We have created a new copy of our taxi dataset, taxi_modified with an additional column containing the value 0 for every row.

In [8]:
# create a new column filled with '0'
zeros = np.zeros([taxi.shape[0], 1])
taxi_modified = np.concatenate([taxi, zeros], axis=1)
print(taxi_modified)

# JFK Airport modification
taxi_modified[taxi_modified[:, 5] == 2, 15] = 1

# LaGuardia Airport modification
taxi_modified[taxi_modified[:, 5] == 3, 15] = 1

# Newark Airport modification
taxi_modified[taxi_modified[:, 5] == 5, 15] = 1

[[2.016e+03 1.000e+00 1.000e+00 ... 6.999e+01 1.000e+00 0.000e+00]
 [2.016e+03 1.000e+00 1.000e+00 ... 5.430e+01 1.000e+00 0.000e+00]
 [2.016e+03 1.000e+00 1.000e+00 ... 3.780e+01 2.000e+00 0.000e+00]
 ...
 [2.016e+03 6.000e+00 3.000e+01 ... 6.334e+01 1.000e+00 0.000e+00]
 [2.016e+03 6.000e+00 3.000e+01 ... 4.475e+01 1.000e+00 0.000e+00]
 [2.016e+03 6.000e+00 3.000e+01 ... 5.484e+01 2.000e+00 0.000e+00]]


## Challenge 1: Which is the most popular airport?

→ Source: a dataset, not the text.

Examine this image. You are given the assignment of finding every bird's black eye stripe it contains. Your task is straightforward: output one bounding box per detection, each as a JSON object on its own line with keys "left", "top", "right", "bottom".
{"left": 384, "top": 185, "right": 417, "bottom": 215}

To do that, we'll use boolean indexing to create three filtered arrays and then look at how many rows are in each array. We'll need to check if the __dropoff_location_code__ column (column index 6) is equal to one of the following values:

- 2: JFK Airport
- 3: LaGuardia Airport
- 5: Newark Airport.

In [9]:
# JFK Airport drop offs
jfk = taxi[taxi[:, 6] == 2]
jfk_count = jfk.shape[0]

# LaGuardia Airport drop offs
laguardia = taxi[taxi[:, 6] == 3]
laguardia_count = laguardia.shape[0]

# Newark Airport drop offs
newark = taxi[taxi[:, 6] == 5]
newark_count = newark.shape[0]

In [10]:
print(jfk_count, laguardia_count, newark_count)

11832 16602 63


Looks like LaGuardia Airport has the most drop offs in our dataset.

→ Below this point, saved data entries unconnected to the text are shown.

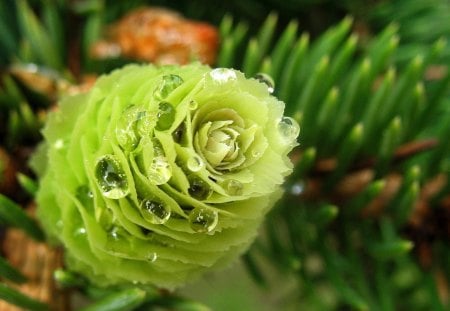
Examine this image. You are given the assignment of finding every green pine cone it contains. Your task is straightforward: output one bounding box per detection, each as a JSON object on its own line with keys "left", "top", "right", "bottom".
{"left": 34, "top": 63, "right": 299, "bottom": 289}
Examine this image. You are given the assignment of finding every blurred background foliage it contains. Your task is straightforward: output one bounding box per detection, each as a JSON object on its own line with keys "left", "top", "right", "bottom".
{"left": 0, "top": 0, "right": 449, "bottom": 310}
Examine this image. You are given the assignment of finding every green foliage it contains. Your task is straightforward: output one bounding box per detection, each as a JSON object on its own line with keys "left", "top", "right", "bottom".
{"left": 16, "top": 172, "right": 39, "bottom": 197}
{"left": 219, "top": 12, "right": 449, "bottom": 311}
{"left": 0, "top": 283, "right": 49, "bottom": 311}
{"left": 0, "top": 0, "right": 65, "bottom": 69}
{"left": 0, "top": 256, "right": 27, "bottom": 284}
{"left": 0, "top": 0, "right": 449, "bottom": 310}
{"left": 0, "top": 194, "right": 44, "bottom": 241}
{"left": 78, "top": 288, "right": 149, "bottom": 311}
{"left": 369, "top": 0, "right": 450, "bottom": 63}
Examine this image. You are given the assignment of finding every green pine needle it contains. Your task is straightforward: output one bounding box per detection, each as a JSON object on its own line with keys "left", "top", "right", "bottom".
{"left": 0, "top": 256, "right": 27, "bottom": 284}
{"left": 0, "top": 283, "right": 49, "bottom": 311}
{"left": 79, "top": 288, "right": 148, "bottom": 311}
{"left": 0, "top": 194, "right": 45, "bottom": 241}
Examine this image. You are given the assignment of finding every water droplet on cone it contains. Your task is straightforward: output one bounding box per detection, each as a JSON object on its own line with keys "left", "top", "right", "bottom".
{"left": 76, "top": 185, "right": 94, "bottom": 212}
{"left": 251, "top": 149, "right": 262, "bottom": 158}
{"left": 95, "top": 155, "right": 129, "bottom": 199}
{"left": 208, "top": 68, "right": 237, "bottom": 85}
{"left": 74, "top": 227, "right": 86, "bottom": 235}
{"left": 187, "top": 155, "right": 204, "bottom": 172}
{"left": 188, "top": 100, "right": 198, "bottom": 110}
{"left": 53, "top": 138, "right": 65, "bottom": 150}
{"left": 172, "top": 122, "right": 185, "bottom": 143}
{"left": 148, "top": 156, "right": 171, "bottom": 185}
{"left": 154, "top": 74, "right": 184, "bottom": 100}
{"left": 76, "top": 185, "right": 94, "bottom": 200}
{"left": 147, "top": 139, "right": 172, "bottom": 185}
{"left": 254, "top": 73, "right": 275, "bottom": 93}
{"left": 105, "top": 226, "right": 130, "bottom": 257}
{"left": 278, "top": 117, "right": 300, "bottom": 143}
{"left": 188, "top": 175, "right": 212, "bottom": 200}
{"left": 116, "top": 106, "right": 153, "bottom": 150}
{"left": 189, "top": 207, "right": 218, "bottom": 233}
{"left": 221, "top": 179, "right": 243, "bottom": 196}
{"left": 140, "top": 198, "right": 171, "bottom": 224}
{"left": 146, "top": 252, "right": 158, "bottom": 262}
{"left": 156, "top": 102, "right": 176, "bottom": 131}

## Challenge 2: Calculating Statistics for Trips on Clean Data

We need to remove bad data from our dataset and calculating some descriptive statistics on the remaining "clean" data.

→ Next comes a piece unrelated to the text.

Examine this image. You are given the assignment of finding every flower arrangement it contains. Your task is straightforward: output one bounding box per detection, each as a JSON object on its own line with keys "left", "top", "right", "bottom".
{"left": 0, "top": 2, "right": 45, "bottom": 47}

We'll start by using boolean indexing to remove any rows that have an average speed for the trip greater than 100 mph (160 kph) which should remove the questionable data we have worked with over the past two missions. Then, we'll use array methods to calculate the mean for specific columns of the remaining data. The columns we're interested in are:

- trip_distance, at column index 7
- trip_length, at column index 8
- total_amount, at column index 13

In [11]:
trip_mph = taxi[:, 7] / (taxi[:, 8] / 3600)

# Create a new ndarray containing only rows where trip_mph are less than 100
cleaned_taxi = taxi[trip_mph < 100]
mean_distance = cleaned_taxi[:, 7].mean()
mean_length = cleaned_taxi[:, 8].mean()
mean_total_amount = cleaned_taxi[:, 13].mean()

### Conclusion

In this mission we learned:

- How to use numpy.genfromtxt() to read in an ndarray.
- About NaN values.
- What a boolean array is, and how to create one.
- How to use boolean indexing to filter values in one and two-dimensional ndarrays.
- How to assign one or more new values to an ndarray based on their locations.
- How to assign one or more new values to an ndarray based on their values.